Churches were supposed to welcome everyone, but Quebec wanted pastors “to become a vaccine gendarmerie, demanding not a public confession of sins, but rather a display of vaccinated virtue.” To de Souza, this represented an “intolerable affront to religious freedom.”
I don’t share de Souza’s religious impulses, but clerics like him have helped me understand that some people need religious communion. To his flock, there’s nothing “nonessential” about his services: it’s basically IV therapy. And nobody should be refused an infusion.
A fork in the road
Canadian courts ruled that the Covid restrictions did not violate the country’s religious freedom guarantee, but lawmakers in Ohio have taken de Souza’s side. In June 2022, they passed a resolution urging the US government to put Canada on a religious-freedom watchlist, which includes Azerbaijan and Cuba, judged guilty of severe violations of religious liberties.14 (At press time, Canada is not on the list.)
So which is it? Violation or no violation? After all sides have spoken their piece, we find ourselves at a familiar fork in the road, with irreconcilable values on either side. Take the left path if you believe we must shield as many people as possible from a troublesome virus, full stop. Take the right path if you see people as hurting souls and places of worship as welcoming arms that heal them—even in a pandemic.

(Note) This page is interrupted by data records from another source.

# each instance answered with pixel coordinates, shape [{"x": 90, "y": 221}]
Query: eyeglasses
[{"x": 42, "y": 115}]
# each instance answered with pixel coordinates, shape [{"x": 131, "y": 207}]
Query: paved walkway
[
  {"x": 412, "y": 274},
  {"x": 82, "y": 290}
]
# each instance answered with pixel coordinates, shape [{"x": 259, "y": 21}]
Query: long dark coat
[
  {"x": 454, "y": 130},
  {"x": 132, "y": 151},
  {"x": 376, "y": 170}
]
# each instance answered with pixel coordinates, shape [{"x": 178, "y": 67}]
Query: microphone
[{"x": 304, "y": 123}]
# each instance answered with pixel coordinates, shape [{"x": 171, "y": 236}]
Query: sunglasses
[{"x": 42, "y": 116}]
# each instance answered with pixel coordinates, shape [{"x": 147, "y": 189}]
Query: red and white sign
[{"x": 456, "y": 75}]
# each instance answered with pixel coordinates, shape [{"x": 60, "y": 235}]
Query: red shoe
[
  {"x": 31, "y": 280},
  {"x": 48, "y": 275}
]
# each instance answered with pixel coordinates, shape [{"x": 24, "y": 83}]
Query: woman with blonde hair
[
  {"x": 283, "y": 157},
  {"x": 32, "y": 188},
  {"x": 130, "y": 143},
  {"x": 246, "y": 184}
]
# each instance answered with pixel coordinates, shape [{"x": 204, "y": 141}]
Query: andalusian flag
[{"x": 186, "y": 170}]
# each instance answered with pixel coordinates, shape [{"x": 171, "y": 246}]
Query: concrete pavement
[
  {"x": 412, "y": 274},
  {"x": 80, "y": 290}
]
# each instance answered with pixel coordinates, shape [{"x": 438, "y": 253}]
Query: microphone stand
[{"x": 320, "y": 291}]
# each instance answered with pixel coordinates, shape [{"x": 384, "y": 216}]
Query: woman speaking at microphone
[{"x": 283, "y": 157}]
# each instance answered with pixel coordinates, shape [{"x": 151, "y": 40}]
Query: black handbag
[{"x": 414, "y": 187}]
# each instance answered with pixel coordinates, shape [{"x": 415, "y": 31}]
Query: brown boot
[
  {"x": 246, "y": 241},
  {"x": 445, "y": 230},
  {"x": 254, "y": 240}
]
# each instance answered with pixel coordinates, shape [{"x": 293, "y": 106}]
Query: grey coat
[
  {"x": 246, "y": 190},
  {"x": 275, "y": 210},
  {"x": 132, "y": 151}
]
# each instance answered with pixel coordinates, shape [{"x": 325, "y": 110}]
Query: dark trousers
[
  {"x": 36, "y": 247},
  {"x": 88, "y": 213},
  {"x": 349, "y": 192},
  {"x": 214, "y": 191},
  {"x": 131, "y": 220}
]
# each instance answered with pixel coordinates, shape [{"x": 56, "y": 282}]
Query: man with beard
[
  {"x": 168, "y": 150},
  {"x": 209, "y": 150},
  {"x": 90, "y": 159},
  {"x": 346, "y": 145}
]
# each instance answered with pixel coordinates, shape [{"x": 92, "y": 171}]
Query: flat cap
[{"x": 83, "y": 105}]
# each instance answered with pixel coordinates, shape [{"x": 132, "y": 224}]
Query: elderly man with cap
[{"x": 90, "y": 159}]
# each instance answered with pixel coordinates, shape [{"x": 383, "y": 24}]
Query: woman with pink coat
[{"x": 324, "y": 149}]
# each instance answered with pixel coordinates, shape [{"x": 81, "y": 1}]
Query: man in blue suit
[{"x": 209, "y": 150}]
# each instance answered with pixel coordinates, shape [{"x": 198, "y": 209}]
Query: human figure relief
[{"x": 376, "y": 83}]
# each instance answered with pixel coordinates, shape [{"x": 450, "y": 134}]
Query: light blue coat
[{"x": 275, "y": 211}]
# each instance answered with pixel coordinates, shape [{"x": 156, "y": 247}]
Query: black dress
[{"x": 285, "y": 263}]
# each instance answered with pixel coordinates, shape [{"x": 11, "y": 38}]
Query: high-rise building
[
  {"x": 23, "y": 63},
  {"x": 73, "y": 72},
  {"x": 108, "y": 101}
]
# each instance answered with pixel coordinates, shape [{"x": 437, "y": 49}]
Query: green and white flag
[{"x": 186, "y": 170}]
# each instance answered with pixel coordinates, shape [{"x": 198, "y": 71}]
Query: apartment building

While I lack the religion gene, I instinctively vibe with a worldview that looks beyond the need for protection from a virus. I also understand, more than ever, why people of faith sometimes get frustrated with doubters like me. The writer Robertson Davies once stated that he doesn’t understand atheists. I can’t locate the source of the statement (even Google ain’t God, sad to say), but I remember he used the word “numinous.” He said, more or less, that life has a numinous quality that atheists just don’t see.
We back-to-normal folks keep telling the forever-restrictionists the same thing: “Your focus on bare life is preventing you from seeing something important about the experience of living—something capacious and numinous and vital. Look here. Look over there. Can you see it, off in the distance?” They tell us there’s nothing to see.
I’m left with a statement from Luke 12:23: “For life is more than food and the body more than clothes.” OK, this is getting weird: me, quoting the Bible. But sometimes the shoe just fits.